Bruce/Brenda/David y Brian Reimer o el caso John/Joan

Los gemelos Reimer, Bruce y Brian, nacieron en los 1965 en Canadá. Cuando tenían siete meses empezaron a presentar problemas a la hora de orinar. Se les diagnosticó una Phimosis y los médicos recomendaron a los padres de los gemelos que la mejor solución para este problema era la circuncisión. Se les practicó esta intervención quirúrgica a ambos niños. Pero no todo salió bien. Los médicos utilizaron un cauterizador eléctrico para la intervención y por un fallo en la corriente provocó que se quemara el pene de uno de los niños, de Bruce, y por tanto, la amputación de este.

Tras el accidente y unos meses de desesperación, los Reimer vieron al doctor Jhon Money en un programa de televisión, psicólogo especializado en los cambios de género y profesor, entonces, de la Universidad Jhons Hopkins de Baltimore, y decidieron presentarle el caso de Bruce.

Money estaba convencido de que la sexualidad genética o biológica podía cambiarse por medio de la educación. Es decir, que la condición natural de una persona, su soporte genético no era determinante, sino que podía ser invertido mediante una debida instrucción y tratamiento. La identidad del género se educa y puede ser diferente al sexo biológico.

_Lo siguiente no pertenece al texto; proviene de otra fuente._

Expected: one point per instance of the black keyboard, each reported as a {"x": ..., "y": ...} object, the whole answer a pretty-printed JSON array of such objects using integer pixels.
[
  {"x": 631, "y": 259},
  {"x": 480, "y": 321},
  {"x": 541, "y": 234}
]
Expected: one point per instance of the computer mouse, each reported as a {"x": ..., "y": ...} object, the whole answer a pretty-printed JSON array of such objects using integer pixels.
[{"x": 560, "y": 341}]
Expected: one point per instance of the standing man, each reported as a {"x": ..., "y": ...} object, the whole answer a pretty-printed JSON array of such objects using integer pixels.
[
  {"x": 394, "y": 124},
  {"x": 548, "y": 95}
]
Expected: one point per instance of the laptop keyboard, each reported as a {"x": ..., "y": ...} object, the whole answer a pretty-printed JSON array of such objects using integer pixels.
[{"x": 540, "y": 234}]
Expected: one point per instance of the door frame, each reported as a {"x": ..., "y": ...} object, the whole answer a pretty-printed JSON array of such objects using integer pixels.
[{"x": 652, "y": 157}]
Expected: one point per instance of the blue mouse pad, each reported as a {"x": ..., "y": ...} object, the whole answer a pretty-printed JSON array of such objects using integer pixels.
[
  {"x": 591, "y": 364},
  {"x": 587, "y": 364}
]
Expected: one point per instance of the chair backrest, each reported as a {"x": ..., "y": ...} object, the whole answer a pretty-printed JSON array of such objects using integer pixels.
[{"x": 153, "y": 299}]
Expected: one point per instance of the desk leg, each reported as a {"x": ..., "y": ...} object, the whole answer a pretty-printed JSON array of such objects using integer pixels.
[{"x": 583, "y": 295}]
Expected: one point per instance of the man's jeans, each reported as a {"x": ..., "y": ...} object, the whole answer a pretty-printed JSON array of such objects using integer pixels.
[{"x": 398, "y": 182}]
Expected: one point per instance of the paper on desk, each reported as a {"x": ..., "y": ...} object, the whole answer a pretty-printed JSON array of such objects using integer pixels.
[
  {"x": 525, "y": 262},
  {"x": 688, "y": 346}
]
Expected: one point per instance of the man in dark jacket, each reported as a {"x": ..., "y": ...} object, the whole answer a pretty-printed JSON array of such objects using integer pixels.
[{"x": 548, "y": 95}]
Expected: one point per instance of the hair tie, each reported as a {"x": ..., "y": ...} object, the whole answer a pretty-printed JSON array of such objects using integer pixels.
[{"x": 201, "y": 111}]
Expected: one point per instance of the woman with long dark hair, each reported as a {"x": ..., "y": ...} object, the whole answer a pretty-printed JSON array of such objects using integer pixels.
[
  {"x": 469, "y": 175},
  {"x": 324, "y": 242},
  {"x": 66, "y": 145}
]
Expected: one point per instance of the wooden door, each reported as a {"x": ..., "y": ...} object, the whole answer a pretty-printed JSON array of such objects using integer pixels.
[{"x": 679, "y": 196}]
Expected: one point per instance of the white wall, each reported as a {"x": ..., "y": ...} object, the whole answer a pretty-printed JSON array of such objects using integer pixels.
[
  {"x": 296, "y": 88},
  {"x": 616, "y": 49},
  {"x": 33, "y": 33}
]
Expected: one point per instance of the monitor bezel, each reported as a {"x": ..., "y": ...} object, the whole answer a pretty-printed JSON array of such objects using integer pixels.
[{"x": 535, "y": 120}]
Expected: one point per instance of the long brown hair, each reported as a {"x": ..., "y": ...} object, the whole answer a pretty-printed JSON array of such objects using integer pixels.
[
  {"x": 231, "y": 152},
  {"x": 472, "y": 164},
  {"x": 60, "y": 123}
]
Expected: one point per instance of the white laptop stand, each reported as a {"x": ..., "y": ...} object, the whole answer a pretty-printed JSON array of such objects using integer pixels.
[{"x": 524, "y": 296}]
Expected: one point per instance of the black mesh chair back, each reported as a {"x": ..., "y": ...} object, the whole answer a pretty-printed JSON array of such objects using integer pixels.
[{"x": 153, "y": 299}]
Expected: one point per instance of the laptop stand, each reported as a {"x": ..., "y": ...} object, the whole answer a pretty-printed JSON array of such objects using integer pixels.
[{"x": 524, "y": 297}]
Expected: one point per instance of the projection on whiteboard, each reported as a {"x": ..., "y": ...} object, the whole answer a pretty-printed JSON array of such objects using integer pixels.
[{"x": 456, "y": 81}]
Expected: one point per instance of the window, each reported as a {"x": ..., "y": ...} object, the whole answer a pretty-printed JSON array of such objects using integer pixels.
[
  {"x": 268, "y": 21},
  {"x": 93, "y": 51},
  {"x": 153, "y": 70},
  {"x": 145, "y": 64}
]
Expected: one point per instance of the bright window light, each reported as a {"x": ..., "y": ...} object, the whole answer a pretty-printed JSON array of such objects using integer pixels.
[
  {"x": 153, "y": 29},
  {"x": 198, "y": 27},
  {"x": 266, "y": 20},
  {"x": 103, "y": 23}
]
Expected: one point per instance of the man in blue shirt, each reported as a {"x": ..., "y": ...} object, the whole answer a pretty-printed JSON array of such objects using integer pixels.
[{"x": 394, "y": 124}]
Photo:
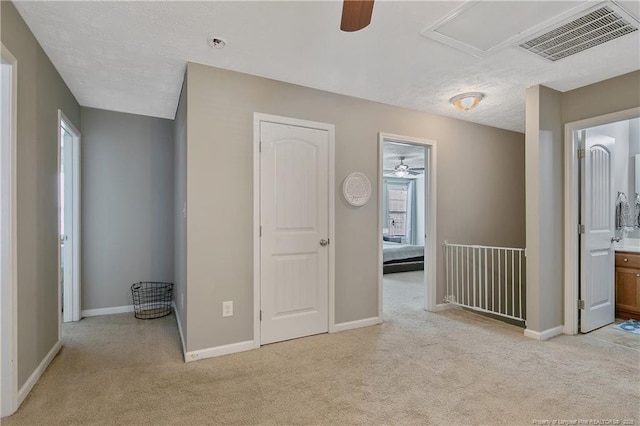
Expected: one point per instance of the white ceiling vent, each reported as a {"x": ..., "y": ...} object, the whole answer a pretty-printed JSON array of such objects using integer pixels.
[{"x": 592, "y": 28}]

Money fue quien empezó a utilizar el término “género” lejos de su significado gramatical.

Los Reimer pusieron el caso de su hijo en manos de este psicólogo. Money aseguró a los padres de los gemelos que Bruce sería más feliz como niña que como hombre sin miembro reporudctor por lo que Bruce, cuando tenía 17 meses, pasó a ser Brenda. Cuatro meses después, se le practicó una castración y empezó un tratamiento hormonal  para que el desarrollo de Bruce fuera lo más parecido al de una niña.

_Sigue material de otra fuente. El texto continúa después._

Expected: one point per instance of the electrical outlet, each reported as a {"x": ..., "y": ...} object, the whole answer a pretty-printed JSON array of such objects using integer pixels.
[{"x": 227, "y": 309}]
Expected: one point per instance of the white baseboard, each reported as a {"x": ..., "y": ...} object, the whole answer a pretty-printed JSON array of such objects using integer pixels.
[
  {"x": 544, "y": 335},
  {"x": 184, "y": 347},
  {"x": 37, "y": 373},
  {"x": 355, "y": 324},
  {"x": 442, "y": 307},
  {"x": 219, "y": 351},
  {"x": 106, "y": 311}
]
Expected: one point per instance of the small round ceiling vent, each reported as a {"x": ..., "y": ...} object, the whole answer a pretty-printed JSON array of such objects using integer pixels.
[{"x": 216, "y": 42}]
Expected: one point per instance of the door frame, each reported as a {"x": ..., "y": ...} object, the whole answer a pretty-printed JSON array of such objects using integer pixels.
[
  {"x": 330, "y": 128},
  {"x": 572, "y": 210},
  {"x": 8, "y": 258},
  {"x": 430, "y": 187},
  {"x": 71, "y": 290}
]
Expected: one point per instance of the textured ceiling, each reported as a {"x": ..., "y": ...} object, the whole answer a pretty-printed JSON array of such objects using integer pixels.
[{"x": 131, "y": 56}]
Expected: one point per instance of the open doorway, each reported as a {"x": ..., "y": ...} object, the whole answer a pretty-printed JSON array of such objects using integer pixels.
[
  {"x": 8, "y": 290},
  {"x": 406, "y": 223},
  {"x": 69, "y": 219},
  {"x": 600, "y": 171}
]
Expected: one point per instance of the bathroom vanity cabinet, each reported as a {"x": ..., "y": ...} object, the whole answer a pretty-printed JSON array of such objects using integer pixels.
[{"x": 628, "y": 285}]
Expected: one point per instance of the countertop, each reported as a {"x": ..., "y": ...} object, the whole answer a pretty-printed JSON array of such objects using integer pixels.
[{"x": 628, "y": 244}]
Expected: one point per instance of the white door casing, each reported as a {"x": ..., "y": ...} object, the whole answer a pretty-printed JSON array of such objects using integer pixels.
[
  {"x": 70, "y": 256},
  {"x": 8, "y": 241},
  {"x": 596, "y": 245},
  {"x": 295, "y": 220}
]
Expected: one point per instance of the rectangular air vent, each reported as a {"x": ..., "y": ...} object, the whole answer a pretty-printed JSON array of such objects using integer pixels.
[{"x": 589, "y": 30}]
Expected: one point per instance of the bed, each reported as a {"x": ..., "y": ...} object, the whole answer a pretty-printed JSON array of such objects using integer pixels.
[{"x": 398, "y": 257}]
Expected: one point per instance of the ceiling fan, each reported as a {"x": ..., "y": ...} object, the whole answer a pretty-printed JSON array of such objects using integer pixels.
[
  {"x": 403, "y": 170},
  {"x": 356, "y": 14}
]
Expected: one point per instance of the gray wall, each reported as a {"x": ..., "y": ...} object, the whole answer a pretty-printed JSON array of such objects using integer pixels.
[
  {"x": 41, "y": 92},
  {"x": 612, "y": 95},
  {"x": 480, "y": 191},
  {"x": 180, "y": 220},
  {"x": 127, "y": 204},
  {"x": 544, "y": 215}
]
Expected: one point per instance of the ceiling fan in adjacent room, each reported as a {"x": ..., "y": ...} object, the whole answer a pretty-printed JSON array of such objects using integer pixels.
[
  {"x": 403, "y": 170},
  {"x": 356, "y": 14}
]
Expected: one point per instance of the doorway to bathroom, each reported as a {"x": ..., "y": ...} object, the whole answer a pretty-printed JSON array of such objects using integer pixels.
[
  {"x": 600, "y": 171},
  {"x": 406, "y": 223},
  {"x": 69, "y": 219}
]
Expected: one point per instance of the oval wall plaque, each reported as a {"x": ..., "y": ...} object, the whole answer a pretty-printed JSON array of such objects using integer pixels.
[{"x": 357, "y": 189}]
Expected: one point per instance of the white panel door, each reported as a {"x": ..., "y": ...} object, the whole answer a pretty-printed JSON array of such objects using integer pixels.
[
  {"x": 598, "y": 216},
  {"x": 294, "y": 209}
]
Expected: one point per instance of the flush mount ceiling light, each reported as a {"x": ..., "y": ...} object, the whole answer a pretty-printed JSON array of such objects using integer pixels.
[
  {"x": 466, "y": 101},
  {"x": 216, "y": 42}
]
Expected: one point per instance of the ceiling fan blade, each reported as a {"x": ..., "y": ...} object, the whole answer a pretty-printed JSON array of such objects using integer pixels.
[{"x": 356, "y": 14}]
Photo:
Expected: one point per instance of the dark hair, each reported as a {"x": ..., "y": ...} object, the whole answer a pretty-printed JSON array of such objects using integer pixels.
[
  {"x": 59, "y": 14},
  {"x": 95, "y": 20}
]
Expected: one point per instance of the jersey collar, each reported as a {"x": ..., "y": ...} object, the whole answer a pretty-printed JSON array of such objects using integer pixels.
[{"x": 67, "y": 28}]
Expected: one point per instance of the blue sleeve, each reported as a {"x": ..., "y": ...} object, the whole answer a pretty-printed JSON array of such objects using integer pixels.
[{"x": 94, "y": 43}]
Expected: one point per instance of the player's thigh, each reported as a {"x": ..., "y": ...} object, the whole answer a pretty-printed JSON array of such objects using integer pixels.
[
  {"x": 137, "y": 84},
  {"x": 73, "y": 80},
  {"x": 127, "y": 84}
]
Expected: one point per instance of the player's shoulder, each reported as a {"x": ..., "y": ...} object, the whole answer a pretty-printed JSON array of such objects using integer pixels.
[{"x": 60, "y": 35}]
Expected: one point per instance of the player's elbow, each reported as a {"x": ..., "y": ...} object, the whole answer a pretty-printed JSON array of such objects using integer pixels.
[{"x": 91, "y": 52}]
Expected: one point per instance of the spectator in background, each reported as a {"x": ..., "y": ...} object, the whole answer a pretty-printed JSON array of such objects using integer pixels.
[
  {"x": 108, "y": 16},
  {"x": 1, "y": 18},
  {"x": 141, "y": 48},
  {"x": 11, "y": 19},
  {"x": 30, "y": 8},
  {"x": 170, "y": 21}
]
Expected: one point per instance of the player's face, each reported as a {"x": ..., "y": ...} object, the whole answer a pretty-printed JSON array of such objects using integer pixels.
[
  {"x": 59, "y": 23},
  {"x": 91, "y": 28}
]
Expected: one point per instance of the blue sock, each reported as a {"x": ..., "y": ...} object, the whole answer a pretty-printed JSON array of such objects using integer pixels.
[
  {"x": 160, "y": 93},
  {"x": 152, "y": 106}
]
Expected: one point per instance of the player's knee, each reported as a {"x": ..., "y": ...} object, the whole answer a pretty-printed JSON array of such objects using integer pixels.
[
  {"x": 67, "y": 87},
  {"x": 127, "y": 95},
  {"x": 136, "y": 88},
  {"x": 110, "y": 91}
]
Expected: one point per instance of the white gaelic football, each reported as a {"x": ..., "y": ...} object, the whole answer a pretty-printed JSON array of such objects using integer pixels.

Bruce creció educado como una niña, vestido como una niña, jugando con niñas, tratado como “Brenda”. Sin embargo, a pesar de que el doctor Money asegurara que no había “ninguna señal que provocara sacar conjeturas serias”, durante su infancia, “era muy rebelde. Era muy masculina y no lograba persuadirla de que hiciera algo femenino. Brenda casi no tuvo amigos durante su infancia. Todos se burlaban de ella y la llamaban la mujer cavernícola” contaba su madre Janet Reimer; y al llegar la pubertad, Brenda empezó a presentar tendencias suicidas.

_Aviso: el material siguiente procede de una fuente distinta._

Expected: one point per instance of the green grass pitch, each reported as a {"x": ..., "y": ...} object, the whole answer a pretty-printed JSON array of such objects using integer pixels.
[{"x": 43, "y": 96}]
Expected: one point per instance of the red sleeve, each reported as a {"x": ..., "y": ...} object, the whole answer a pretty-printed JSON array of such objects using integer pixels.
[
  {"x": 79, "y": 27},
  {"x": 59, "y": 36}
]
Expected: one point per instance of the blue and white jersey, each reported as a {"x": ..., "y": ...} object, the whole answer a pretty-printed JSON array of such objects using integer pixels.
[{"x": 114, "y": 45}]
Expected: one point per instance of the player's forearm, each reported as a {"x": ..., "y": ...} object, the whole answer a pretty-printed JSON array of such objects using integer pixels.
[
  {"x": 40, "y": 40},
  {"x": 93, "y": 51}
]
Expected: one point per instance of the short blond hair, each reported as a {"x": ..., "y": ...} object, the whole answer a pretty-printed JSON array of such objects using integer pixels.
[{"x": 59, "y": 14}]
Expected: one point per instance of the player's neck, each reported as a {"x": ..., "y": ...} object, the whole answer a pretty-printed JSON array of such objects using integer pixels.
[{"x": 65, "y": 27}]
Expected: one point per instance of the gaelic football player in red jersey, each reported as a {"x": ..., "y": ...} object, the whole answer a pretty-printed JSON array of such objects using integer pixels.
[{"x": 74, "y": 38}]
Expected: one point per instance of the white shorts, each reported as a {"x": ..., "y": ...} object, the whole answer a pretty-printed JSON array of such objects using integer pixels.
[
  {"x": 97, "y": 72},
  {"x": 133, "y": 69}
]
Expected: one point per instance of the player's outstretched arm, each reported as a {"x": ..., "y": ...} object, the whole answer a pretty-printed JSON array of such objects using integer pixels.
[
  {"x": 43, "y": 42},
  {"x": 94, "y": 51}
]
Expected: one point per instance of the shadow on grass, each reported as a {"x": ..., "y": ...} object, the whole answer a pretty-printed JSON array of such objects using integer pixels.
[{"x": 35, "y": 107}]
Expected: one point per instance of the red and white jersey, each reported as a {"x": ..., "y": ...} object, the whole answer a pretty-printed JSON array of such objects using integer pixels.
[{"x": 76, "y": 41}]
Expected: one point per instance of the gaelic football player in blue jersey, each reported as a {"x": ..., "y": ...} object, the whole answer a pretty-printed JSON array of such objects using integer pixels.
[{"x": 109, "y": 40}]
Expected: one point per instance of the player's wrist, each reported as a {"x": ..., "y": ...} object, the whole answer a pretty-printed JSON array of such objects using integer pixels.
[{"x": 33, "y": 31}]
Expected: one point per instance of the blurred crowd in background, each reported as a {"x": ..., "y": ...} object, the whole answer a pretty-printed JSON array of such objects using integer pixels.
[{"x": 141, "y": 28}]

Uno de los requisitos fundamentales del tratamiento fue que nunca se le descubriera a Brenda que había nacido niño. Sin embargo, debido a la situación de su hijo, los Reimer decidieron contarle la verdad.  Tras el descubrimiento de su verdadera identidad, Brenda decidió volver a ser varón y se puso el nombre de David. Las intervenciones de reconstrucción tuvieron éxito, y con 23 años, Bruce/David se casó.

A pesar del buen resultado de la intervención, David no tuvo una existencia feliz. Primero se divorció pocos años después y perdió todo su dinero por una mala inversión. En el año 2002 su hermano Brian se suicidó. La depresión que sumió a David por estas circunstancias provocó que en 2004 también él se suicidara.

El caso fue llamado John/Joan para mantener absoluta confidencialidad sobre la masculinidad de Brenda. Durante los años 60, tras barbaridades como el genocidio (“los judíos son malos por naturaleza”) o la supremacía de los arios (“una raza superior por naturaleza”), se miraba con cierto recelo a la naturaleza, y se enfatiza más sobre la cultura y la sociedad. Cabe entender, por tanto, las convicciones o la corriente de pensamiento de esas décadas. Pero quizá resulte algo más insólito entender por qué se llevó a cabo un experimento de estas características con un niño.